All three ended up as principals at other schools.
But there’s a lot to unpack here. Are those principals “bad,” or were they not given the support, funding or time they needed to improve academic performance?
That opens a whole other debate.
You could lump “bad” principals into different categories: those who instill a terrible climate in their school and create excessive staff turnover; those who cross moral lines, such as having inappropriate relationships with staff; and leaders who can’t move the needle on student achievement even when they get time and support.
Is a principal who terrorizes staff but maintains a five-star rating in a suburban school classified as “good”? And what about a principal drawn to underprivileged areas like the east side or along Boulder Highway who struggles to make improvements at her routinely one-star school without sufficient funding. Is she “bad”?
It’s a multifaceted issue that requires thorough reviews of each principal and honest conversations about strengths and shortcomings.

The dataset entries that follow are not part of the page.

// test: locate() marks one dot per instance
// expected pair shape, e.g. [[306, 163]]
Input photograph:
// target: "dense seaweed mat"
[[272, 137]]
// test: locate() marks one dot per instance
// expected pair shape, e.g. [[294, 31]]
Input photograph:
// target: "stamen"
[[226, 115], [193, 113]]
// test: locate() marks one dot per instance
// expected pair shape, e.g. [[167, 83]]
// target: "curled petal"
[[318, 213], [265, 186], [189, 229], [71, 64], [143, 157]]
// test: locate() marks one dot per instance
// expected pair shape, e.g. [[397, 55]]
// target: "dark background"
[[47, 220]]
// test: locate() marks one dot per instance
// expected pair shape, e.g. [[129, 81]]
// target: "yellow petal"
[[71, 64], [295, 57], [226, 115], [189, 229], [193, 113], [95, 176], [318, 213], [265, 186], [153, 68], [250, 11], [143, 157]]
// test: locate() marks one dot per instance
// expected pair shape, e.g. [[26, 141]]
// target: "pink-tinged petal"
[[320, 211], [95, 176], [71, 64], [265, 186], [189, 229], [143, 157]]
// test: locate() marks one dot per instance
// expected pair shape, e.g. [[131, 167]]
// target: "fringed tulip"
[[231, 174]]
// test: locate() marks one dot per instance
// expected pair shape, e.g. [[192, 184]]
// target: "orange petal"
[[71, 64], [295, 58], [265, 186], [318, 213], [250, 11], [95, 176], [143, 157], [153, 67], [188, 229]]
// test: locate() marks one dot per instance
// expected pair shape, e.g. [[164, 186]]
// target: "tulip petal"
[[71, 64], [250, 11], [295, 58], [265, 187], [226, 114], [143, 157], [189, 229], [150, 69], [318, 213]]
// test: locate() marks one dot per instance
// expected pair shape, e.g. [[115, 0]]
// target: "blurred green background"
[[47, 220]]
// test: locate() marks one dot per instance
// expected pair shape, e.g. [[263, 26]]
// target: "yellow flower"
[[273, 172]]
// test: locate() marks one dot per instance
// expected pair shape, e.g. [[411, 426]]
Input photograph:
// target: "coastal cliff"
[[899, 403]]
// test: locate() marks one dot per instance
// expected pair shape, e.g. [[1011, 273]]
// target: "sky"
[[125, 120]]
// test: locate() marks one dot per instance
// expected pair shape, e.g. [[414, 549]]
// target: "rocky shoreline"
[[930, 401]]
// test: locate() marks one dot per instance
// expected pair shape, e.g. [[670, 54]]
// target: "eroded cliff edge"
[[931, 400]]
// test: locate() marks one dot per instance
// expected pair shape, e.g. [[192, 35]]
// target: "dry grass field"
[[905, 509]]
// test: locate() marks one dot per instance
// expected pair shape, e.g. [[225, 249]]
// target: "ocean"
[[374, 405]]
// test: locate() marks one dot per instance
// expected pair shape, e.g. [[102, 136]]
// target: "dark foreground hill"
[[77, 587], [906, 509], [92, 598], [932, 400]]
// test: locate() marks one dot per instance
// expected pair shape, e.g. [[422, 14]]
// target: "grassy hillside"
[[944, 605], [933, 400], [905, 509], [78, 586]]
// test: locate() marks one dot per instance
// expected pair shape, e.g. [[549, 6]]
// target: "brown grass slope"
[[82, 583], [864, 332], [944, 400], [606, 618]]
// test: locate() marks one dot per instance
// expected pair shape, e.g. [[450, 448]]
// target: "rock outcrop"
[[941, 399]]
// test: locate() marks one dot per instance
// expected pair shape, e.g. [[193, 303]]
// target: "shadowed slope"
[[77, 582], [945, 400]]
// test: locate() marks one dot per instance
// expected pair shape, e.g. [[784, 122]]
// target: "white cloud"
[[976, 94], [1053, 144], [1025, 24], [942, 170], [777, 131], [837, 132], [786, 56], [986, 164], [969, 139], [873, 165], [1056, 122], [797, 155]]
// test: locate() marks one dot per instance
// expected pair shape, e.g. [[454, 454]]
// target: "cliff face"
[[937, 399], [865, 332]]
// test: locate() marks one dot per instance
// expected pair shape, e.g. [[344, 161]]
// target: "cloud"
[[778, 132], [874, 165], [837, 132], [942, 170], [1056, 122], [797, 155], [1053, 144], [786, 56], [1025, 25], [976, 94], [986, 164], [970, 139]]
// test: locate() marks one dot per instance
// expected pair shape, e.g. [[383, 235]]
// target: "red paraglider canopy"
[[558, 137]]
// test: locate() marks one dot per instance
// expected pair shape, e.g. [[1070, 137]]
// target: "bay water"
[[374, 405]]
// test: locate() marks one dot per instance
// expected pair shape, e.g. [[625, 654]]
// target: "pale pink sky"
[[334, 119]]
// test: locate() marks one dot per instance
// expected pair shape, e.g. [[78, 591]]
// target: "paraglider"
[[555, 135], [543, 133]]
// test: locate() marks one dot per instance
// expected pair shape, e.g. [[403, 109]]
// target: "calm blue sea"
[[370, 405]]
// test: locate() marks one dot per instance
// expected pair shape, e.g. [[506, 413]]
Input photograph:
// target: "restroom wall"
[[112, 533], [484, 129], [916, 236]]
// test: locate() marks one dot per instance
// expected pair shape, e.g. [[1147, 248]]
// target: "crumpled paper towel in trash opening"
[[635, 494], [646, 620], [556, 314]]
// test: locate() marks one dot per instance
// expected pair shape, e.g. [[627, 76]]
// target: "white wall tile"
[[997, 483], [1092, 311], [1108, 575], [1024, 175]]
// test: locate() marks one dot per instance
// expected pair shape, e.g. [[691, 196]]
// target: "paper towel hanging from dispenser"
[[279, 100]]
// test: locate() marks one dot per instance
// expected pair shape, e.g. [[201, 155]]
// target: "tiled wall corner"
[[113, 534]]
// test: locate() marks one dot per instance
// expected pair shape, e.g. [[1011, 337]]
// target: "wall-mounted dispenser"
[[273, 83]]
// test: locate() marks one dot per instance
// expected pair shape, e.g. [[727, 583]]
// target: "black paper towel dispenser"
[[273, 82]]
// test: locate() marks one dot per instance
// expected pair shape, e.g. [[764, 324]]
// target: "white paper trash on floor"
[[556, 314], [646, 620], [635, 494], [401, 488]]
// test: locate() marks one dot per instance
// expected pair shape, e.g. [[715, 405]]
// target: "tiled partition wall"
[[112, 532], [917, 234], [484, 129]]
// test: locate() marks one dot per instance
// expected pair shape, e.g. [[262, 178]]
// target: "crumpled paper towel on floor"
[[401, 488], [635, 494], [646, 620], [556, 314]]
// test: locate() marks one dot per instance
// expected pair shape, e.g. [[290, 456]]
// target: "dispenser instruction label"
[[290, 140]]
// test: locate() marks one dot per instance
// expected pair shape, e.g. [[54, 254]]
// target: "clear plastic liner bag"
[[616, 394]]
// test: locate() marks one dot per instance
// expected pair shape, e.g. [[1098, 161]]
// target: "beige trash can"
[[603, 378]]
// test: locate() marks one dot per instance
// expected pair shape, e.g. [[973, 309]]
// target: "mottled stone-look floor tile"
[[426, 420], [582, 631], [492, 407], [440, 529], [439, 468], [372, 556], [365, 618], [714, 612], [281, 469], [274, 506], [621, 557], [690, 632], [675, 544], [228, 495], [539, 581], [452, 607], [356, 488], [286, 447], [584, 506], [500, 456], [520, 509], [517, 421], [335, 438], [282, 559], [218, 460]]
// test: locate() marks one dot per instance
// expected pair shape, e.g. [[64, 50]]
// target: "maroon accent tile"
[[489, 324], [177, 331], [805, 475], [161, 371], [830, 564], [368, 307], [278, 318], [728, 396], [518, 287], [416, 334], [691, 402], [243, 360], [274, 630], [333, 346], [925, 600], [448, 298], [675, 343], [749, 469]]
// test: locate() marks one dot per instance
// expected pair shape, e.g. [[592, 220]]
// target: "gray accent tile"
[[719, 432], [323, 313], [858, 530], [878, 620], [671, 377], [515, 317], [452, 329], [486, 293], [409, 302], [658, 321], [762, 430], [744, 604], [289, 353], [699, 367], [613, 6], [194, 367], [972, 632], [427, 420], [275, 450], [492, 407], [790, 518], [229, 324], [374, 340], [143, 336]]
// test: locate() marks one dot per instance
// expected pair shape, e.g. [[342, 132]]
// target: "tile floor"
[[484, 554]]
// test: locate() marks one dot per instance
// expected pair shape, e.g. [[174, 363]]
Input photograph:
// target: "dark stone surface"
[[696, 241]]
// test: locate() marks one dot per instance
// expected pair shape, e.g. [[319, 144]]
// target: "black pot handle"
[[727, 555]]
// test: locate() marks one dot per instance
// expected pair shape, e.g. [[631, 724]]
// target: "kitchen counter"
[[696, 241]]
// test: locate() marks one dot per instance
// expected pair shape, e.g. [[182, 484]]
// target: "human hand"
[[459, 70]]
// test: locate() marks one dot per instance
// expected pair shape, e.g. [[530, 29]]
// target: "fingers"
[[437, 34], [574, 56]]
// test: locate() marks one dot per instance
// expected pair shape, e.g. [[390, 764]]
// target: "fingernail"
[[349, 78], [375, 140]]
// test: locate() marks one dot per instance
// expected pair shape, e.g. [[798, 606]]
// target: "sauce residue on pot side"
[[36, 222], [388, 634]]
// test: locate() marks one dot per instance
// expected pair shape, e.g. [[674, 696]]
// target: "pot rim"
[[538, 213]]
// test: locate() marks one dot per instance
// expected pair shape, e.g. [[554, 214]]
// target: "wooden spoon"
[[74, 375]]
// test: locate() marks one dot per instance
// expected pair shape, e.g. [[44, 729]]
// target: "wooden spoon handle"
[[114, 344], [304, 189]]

I’m not sure the district has been doing just that. I also wonder if the system, as it is, is set up for failure.
Both the teachers and administrators unions have argued that better training and support is needed for these leaders.
Principals also have the right to remain in the same salary range even if they’re removed from a school — provided they have not been demoted through the progressive discipline process.
It’s understandable, then, that the easiest thing for the district to do is move principals from one school to another rather than get into messy paperwork and have tough conversations.
And when those principals are moved to a different school, sometimes the school organizational team — the group of parents and staff that assist with hiring the principal — feels slighted and ignored.
I spoke with one school organizational team member who was irritated to learn that a displaced school associate superintendent was replacing the school’s retiring principal — a decision he said was made without input from the team.
Is the district placing principals — and teachers, for that matter — at certain schools because there’s nowhere else to dump them? And how often is it considering whether or not these leaders are even a good fit for their new school?
So what makes a good leader? The answer probably lies at the crossroads of hard data, objective conclusions and pure circumstance. Ultimately the school district must develop a system to figure that out.